Friday, May 11, 2012

Killing Trust


"Trust men and they will be true to you; treat them greatly, and they will show themselves great." -- Ralph Waldo Emerson

Every organization needs trust. Without it, people can feel invalidated and become resentful.

From a counterintuitive perspective, trust is always accompanied by mistrust. They come in pairs whether you like it or not. Therefore, if you want to eliminate mistrust, you will have to kill trust. If there is no dependency on trust, people will have to relate to one another as their commitments. By killing trust, people are honored as their word and their actions are always a direct correlate of their words.

As for greatness, I lost both my parents when I was 21. As the oldest of 4 children, I was committed that what was left of the family continued to move forward in a powerful way. One of the ways I did that was to treat my brother and sisters, whose ages were 19, 16 and 12, as though they were truly great.

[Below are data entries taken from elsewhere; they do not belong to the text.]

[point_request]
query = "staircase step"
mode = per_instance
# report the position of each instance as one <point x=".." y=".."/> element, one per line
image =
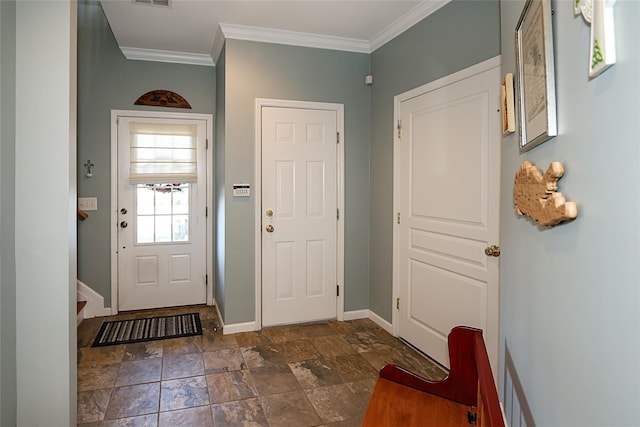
<point x="81" y="305"/>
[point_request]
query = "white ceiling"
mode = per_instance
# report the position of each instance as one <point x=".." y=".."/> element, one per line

Without question, they accomplished things that you would never expect from someone their age, even though I asked them to do tasks that they had no idea how to do.

While my expectations were for greatness, I guided them through many endeavors until they were successful. This built confidence and allowed me to delegate increasingly complicated tasks to them each passing day. Whether they succeeded or failed in the beginning was irrelevant. It was more important that I was committed to their greatness and took the time to develop it.

As Mr. Emerson states, developing greatness in people will always outperform trust.